Once more with feeling:  Current and projected deficits are primarily the result of Republican tax cut dogmas that they cling to like a religion and push on the public like patent medicine, even in the face of all evidence that they have failed as fiscal  policy. Returning to rational taxation by, as a first step, letting the Bush tax cuts expire is the best path to restoring balance in federal budgets.  More tax cuts, as proposed by the GOP in their budget proposals, are an utter fraud as "fiscal conservatism" and benefit no one but the economic elite.

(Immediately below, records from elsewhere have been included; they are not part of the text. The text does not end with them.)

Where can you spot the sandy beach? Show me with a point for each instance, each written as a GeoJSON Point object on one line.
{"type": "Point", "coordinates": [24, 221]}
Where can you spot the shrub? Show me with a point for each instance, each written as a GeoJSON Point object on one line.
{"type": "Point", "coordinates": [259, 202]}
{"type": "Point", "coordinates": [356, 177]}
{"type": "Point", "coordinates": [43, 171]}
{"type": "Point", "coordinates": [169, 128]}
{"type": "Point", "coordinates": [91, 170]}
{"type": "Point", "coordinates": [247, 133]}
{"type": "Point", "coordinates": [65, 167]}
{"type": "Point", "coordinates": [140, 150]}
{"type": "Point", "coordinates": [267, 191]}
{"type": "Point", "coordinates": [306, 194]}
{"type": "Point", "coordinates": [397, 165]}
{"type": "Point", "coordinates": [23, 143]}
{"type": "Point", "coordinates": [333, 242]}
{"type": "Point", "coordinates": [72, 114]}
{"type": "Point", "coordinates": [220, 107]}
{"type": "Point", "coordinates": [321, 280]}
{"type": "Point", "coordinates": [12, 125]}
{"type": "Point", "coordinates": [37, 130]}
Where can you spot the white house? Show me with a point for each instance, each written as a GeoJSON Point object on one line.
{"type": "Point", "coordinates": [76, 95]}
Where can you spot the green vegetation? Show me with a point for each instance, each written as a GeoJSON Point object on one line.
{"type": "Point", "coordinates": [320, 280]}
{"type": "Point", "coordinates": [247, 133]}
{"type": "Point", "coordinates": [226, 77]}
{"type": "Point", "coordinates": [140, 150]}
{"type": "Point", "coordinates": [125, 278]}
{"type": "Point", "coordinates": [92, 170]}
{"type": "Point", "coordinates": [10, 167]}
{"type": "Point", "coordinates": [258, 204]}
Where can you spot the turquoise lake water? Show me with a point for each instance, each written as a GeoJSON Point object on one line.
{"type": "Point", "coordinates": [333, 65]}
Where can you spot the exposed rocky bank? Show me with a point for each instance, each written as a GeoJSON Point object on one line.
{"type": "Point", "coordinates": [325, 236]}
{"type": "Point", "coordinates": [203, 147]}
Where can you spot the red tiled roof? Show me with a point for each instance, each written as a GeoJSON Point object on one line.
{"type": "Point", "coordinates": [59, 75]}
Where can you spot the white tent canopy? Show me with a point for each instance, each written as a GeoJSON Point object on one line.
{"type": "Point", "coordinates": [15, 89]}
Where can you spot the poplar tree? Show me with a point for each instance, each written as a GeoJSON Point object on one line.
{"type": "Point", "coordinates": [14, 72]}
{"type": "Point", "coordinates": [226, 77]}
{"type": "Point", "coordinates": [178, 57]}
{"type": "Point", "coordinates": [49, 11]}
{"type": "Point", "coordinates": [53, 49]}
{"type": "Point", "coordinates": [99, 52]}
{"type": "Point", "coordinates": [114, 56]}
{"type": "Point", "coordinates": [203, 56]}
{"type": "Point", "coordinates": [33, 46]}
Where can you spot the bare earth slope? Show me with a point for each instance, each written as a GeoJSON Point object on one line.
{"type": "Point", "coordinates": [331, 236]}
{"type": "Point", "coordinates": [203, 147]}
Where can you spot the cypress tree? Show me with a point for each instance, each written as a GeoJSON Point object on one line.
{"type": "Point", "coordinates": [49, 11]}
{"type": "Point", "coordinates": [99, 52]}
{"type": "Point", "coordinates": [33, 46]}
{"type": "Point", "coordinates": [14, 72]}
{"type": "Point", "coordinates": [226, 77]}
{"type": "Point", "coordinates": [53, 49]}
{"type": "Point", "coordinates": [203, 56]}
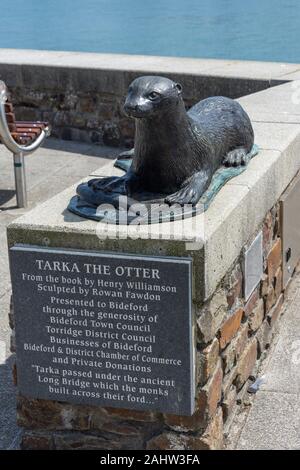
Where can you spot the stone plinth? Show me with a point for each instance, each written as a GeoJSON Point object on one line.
{"type": "Point", "coordinates": [232, 334]}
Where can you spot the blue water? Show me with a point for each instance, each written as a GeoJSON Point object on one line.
{"type": "Point", "coordinates": [227, 29]}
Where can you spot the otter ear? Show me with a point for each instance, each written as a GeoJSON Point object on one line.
{"type": "Point", "coordinates": [179, 88]}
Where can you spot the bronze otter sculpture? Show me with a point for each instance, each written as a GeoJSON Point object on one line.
{"type": "Point", "coordinates": [175, 152]}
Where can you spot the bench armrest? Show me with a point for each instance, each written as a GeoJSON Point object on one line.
{"type": "Point", "coordinates": [5, 134]}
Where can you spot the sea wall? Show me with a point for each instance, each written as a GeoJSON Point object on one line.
{"type": "Point", "coordinates": [82, 94]}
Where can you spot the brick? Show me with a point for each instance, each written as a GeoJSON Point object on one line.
{"type": "Point", "coordinates": [213, 439]}
{"type": "Point", "coordinates": [230, 328]}
{"type": "Point", "coordinates": [274, 259]}
{"type": "Point", "coordinates": [264, 285]}
{"type": "Point", "coordinates": [13, 341]}
{"type": "Point", "coordinates": [246, 363]}
{"type": "Point", "coordinates": [212, 316]}
{"type": "Point", "coordinates": [270, 299]}
{"type": "Point", "coordinates": [228, 381]}
{"type": "Point", "coordinates": [257, 316]}
{"type": "Point", "coordinates": [263, 336]}
{"type": "Point", "coordinates": [31, 441]}
{"type": "Point", "coordinates": [235, 287]}
{"type": "Point", "coordinates": [174, 441]}
{"type": "Point", "coordinates": [251, 303]}
{"type": "Point", "coordinates": [235, 348]}
{"type": "Point", "coordinates": [267, 233]}
{"type": "Point", "coordinates": [241, 340]}
{"type": "Point", "coordinates": [276, 311]}
{"type": "Point", "coordinates": [207, 361]}
{"type": "Point", "coordinates": [278, 283]}
{"type": "Point", "coordinates": [229, 403]}
{"type": "Point", "coordinates": [207, 402]}
{"type": "Point", "coordinates": [15, 375]}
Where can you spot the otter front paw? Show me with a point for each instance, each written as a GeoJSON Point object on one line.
{"type": "Point", "coordinates": [236, 157]}
{"type": "Point", "coordinates": [186, 195]}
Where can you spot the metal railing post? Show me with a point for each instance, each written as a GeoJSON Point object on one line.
{"type": "Point", "coordinates": [20, 179]}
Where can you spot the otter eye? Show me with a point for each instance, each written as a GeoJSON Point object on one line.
{"type": "Point", "coordinates": [153, 95]}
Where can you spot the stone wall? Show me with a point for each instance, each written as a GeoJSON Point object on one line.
{"type": "Point", "coordinates": [233, 337]}
{"type": "Point", "coordinates": [85, 102]}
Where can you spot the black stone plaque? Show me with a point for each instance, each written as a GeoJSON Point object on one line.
{"type": "Point", "coordinates": [104, 329]}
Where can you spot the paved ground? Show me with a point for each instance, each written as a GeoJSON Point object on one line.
{"type": "Point", "coordinates": [273, 420]}
{"type": "Point", "coordinates": [50, 170]}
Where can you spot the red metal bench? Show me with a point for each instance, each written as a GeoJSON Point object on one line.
{"type": "Point", "coordinates": [21, 138]}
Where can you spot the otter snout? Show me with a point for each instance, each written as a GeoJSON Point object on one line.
{"type": "Point", "coordinates": [136, 109]}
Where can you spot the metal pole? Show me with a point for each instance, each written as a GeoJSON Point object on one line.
{"type": "Point", "coordinates": [20, 179]}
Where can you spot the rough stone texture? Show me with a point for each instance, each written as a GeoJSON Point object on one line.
{"type": "Point", "coordinates": [218, 281]}
{"type": "Point", "coordinates": [219, 383]}
{"type": "Point", "coordinates": [251, 302]}
{"type": "Point", "coordinates": [229, 403]}
{"type": "Point", "coordinates": [257, 316]}
{"type": "Point", "coordinates": [207, 361]}
{"type": "Point", "coordinates": [274, 259]}
{"type": "Point", "coordinates": [207, 402]}
{"type": "Point", "coordinates": [212, 316]}
{"type": "Point", "coordinates": [274, 314]}
{"type": "Point", "coordinates": [82, 93]}
{"type": "Point", "coordinates": [273, 420]}
{"type": "Point", "coordinates": [233, 351]}
{"type": "Point", "coordinates": [246, 363]}
{"type": "Point", "coordinates": [235, 285]}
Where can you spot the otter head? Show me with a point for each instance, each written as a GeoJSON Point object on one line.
{"type": "Point", "coordinates": [150, 96]}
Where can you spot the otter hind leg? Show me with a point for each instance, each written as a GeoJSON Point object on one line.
{"type": "Point", "coordinates": [236, 157]}
{"type": "Point", "coordinates": [191, 191]}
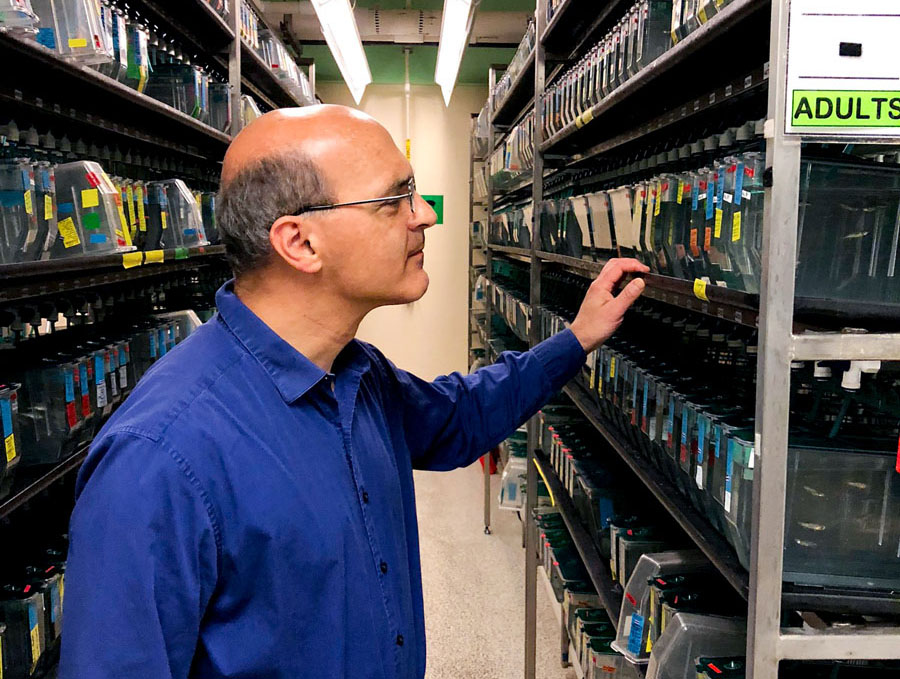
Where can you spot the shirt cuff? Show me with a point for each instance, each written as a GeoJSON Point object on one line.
{"type": "Point", "coordinates": [562, 357]}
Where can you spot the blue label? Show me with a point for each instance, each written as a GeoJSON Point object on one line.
{"type": "Point", "coordinates": [54, 603]}
{"type": "Point", "coordinates": [6, 412]}
{"type": "Point", "coordinates": [637, 634]}
{"type": "Point", "coordinates": [701, 439]}
{"type": "Point", "coordinates": [729, 465]}
{"type": "Point", "coordinates": [739, 184]}
{"type": "Point", "coordinates": [670, 422]}
{"type": "Point", "coordinates": [47, 37]}
{"type": "Point", "coordinates": [70, 386]}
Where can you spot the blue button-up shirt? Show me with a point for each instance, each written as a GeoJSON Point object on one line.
{"type": "Point", "coordinates": [245, 514]}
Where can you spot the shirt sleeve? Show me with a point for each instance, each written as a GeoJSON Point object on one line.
{"type": "Point", "coordinates": [452, 421]}
{"type": "Point", "coordinates": [142, 564]}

From the Center on Budget and Policy Priorities:

Who needs Medicare?  We've got magic tax cuts!
Some lawmakers, pundits, and others continue to say that President George W. Bush’s policies did not drive the projected federal deficits of the coming decade — that, instead, it was the policies of President Obama and Congress in 2009 and 2010. But, the fact remains: the economic downturn, President Bush’s tax cuts and the wars in Afghanistan and Iraq explain virtually the entire deficit over the next ten years...

The deficit for fiscal year 2009 — which began more than three months before President Obama’s inauguration — was $1.4 trillion and, at 10 percent of Gross Domestic Product (GDP), the largest deficit relative to the economy since the end of World War II. At $1.3 trillion and nearly 9 percent of GDP, the deficit in 2010 was only slightly lower. If current policies remain in place, deficits will likely resemble those figures in 2011 and hover near $1 trillion a year for the next decade…

The key question is: where do we go from here? It’s too late to undo the damage caused by the tax cuts and wars over the last decade, which have left us with a large overhang of debt. (In fact, that debt legacy — and the resulting interest costs — are a key reason, along with an aging population and rising health-care costs, that it’s unrealistic and ill-advised to restrict total federal spending to the average outlay levels that prevailed over the 1970-2008 period, as some have proposed.) But it’s feasible to enact measures now — to take effect once the economy has recovered more fully — that would put the budget on a sustainable path without jeopardizing the economic recovery.